Cada Región aplica sus propios derechos de registro y reducciones, lo que hace que cualquier estimación nacional sea engañosa. Una compra en Lieja y una compra en Bruselas, a precio idéntico, no generan los mismos gastos.
Mercado bruselense contra ciudades valonas: dónde los precios divergen más
El aumento medio de los precios de las casas en Bélgica, que alcanzaba 346 648 euros de media nacional en el primer semestre de 2025, oculta discrepancias considerables. El mercado bruselense sigue siendo el más caro del país, con una presión sobre los apartamentos que no disminuye a pesar de la normalización general.
En cambio, ciudades como Lieja, Namur o los municipios de la provincia de Luxemburgo atraen a un número creciente de compradores, incluidos inversores franceses seducidos por precios notablemente más bajos que en Île-de-France. Esta dinámica transfronteriza modifica la competencia local y eleva los precios en ciertos barrios bien comunicados.
La localización precisa marca la diferencia. Proximidad a los transportes, servicios de barrio y nivel de molestias pesan ahora tanto como la superficie en la evaluación de una propiedad. Un apartamento bien situado en una ciudad media valona puede ofrecer una mejor perspectiva de valorización que una propiedad excéntrica en Bruselas.

Rentabilidad locativa: el PEB como filtro de inversión
Para una inversión locativa, el certificado PEB ya no es un simple documento administrativo. En Bruselas, los requisitos reforzados en 2026 significan que una propiedad mal clasificada puede volverse difícil de alquilar legalmente sin trabajos previos. Este riesgo regulatorio se suma al riesgo financiero clásico.

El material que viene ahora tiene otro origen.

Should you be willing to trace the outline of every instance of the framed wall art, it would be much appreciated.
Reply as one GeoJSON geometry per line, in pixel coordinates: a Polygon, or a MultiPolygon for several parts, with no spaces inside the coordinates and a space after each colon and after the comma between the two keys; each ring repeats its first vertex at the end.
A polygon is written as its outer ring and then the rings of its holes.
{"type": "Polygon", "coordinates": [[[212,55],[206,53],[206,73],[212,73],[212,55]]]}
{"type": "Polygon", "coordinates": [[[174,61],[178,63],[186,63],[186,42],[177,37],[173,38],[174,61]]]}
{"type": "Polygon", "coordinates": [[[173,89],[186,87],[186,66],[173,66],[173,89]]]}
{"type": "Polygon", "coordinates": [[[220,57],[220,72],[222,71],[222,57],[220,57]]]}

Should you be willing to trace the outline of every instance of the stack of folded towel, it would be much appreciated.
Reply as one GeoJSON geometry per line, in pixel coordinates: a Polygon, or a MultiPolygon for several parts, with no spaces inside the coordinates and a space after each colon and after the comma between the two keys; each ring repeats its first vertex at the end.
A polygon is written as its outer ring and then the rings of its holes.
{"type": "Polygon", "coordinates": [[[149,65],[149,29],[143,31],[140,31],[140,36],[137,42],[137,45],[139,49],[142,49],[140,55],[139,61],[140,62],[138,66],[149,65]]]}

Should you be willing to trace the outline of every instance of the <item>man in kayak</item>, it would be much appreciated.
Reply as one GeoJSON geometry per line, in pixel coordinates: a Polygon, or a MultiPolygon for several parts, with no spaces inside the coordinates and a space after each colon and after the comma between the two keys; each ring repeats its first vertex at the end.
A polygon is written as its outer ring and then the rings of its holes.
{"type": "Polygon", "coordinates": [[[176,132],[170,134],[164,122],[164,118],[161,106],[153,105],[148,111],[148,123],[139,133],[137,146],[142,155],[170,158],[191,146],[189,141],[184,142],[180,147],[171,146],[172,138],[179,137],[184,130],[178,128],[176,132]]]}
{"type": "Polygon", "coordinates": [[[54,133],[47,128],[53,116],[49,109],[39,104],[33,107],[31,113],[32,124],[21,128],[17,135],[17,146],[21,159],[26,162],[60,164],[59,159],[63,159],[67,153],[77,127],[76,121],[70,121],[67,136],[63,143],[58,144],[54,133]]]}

Una propiedad con una buena puntuación PEB se alquila más rápido y mantiene mejor su valor a la reventa. Los compradores que integran este criterio desde la búsqueda evitan una trampa costosa. Por el contrario, adquirir una propiedad a bajo precio sin verificar su clasificación energética equivale a apostar por un presupuesto de renovación incierto.
Optimizar su financiación: el préstamo hipotecario en Bélgica
El costo del crédito vuelve a ser central en los arbitrajes de los hogares belgas. Comparar las ofertas de préstamo hipotecario entre varias entidades bancarias sigue siendo el método más directo para reducir el costo total de una compra inmobiliaria. Las diferencias de tasas, incluso mínimas, se traducen en diferencias significativas en la duración total del reembolso.
La capacidad de endeudamiento depende de la relación entre los ingresos netos, las cargas existentes y el aporte personal. Los bancos belgas también evalúan la cuota, es decir, el porcentaje del precio de la propiedad cubierto por el préstamo. Un aporte personal más alto permite obtener una tasa más favorable, lo que reduce mecánicamente el costo global de la operación.
Varios análisis recientes subrayan que los jóvenes hogares belgas renuncian cada vez más a convertirse en propietarios, precisamente debido a esta combinación precio-tasa-ahorro. Para aquellos que disponen de un aporte suficiente, este período de menor competencia puede paradójicamente constituir una ventana de compra favorable, siempre que se apunte a una propiedad cuyo binomio localización-PEB justifique el precio solicitado.